Results on the practice tests were mixed, but I definitely had a strategy that

was improving my score on the practice tests, and it just unilaterally failed

on the real test. The main problem was that the practice tests were far easier

than the real test. I found the passages incredibly difficult. If there was a

paragraph in the practice tests that had 5 questions, you could find the answer

to question 1 sequentially first in the paragraph, and the answer to question

two would absolutely be later in the paragraph than the answer to question one.

My impression of the real test was that the questions weren't in any sort of

sequential order, and that threw me off big time. I left 5 or 6 answers blank

on the first part and randomly filled in 5 or 6 answers on the second part.

That in the end might have been what got me up over the dixian and into C

territory for reading and preserving my possibilty of getting an overall B.

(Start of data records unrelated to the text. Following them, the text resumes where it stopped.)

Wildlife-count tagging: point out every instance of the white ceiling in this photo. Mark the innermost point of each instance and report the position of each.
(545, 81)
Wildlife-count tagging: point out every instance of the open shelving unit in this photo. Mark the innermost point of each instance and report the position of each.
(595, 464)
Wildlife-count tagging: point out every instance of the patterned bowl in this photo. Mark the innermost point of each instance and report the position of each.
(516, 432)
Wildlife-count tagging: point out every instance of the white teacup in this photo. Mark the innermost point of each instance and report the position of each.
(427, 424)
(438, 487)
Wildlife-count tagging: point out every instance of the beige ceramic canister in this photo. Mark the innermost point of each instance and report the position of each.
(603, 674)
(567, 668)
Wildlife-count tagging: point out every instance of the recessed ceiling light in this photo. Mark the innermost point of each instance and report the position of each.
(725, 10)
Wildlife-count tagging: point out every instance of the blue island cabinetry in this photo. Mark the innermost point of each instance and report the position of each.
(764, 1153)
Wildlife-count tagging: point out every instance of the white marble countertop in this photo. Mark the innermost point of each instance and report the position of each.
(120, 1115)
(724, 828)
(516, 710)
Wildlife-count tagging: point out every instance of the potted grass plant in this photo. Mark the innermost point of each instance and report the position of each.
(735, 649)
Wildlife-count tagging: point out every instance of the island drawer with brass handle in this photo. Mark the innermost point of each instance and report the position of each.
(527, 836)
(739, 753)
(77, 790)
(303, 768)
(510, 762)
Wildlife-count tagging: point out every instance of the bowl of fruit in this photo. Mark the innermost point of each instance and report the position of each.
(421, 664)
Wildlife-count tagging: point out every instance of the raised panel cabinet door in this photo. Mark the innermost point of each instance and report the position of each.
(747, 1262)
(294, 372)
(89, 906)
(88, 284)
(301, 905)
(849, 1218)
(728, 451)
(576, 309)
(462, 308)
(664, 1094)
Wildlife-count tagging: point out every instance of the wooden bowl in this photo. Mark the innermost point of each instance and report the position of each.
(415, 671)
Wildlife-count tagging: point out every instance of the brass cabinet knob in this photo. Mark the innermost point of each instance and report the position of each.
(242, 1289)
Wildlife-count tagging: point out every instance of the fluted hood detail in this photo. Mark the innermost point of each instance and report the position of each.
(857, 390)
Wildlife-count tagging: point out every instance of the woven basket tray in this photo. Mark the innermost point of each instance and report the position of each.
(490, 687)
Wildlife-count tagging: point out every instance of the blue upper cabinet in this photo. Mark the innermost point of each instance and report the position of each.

When bubbling in answers randomly can get results like that on a test, then its

probably time to rethink the scoring scheme. Good thing no one gives a rats ass

about your HSK score. I have a lot of confidence in my ability to read with

full comprehension when given unlimited time, but what the HSK tests is your

ability to scan for information. That would be a super-cool ability to have in

Chinese, and I definitely want to improve that. It's a little disenheartening

that after a year of reading, including numerous books, 900 pages of dream of

the red chambers and 3 semesters of classical chinese, that my reading score

improved a mere 3 points. I think the test got harder and the competition got

stiffer, because I know my reading improved dramatically this year.

Comprehensive: I got an A on this section and I know that it was because I took

a fair amount of time before the test to get familliar with both the format and

with the KINDS of problems they were testing you for. I predicted that it would

be easy to raise my score on this section, and it was.

Writing: I hit the correct number of characters, finished just in time, and

didn't have any major spelling problems that I could detect. I might have

tossed a chengyu or two in, but nothing terribly fancy. I picked a topic

slightly tangential to the question of "explain what you think about the phrase

'yi fen qian, yi fen huo''" which I would translate as "You get what you pay

for." I wrote about how that wasn't true when vendors raise prices based on

their assumptions about the customer. I got a B on the section and I wouldn't

argue with that evaluation of my writing, although I have a sneaking suspicion

that if I wrote something slightly less critical of Chinese people I might have

been graded a little more leniently.

Speaking: Got an A on this one and from listening to the Koreans in the room I

know why I scored ahead of the pack despite my bumbling, off-the-cuff remarks

on whatever it was that they asked. Alot of the people in the room could barely

express themselves at all in Chinese, I think that they put a lot of emphasis on

fluency and tones, and I would play those angles up if you can on the test.

Objectively speaking I know that I couldn't have gotten more than 50% of the

reading or listening questions right, so the fact that I passed both of those

sections reflects the difficulty of that part of test for the demographics

taking it.

I'm really pleased to have gone from a pretty low C to a higher-than-average B,

and thrilled to get A's on two of the sections. My masochistic nature will

probably see me taking the test again at the same time next year, hopefully

this time for the full A. I'm gonna have to get a lot better at scanning for

info if thats gonna happen tho. Hope this helps and good luck everybody!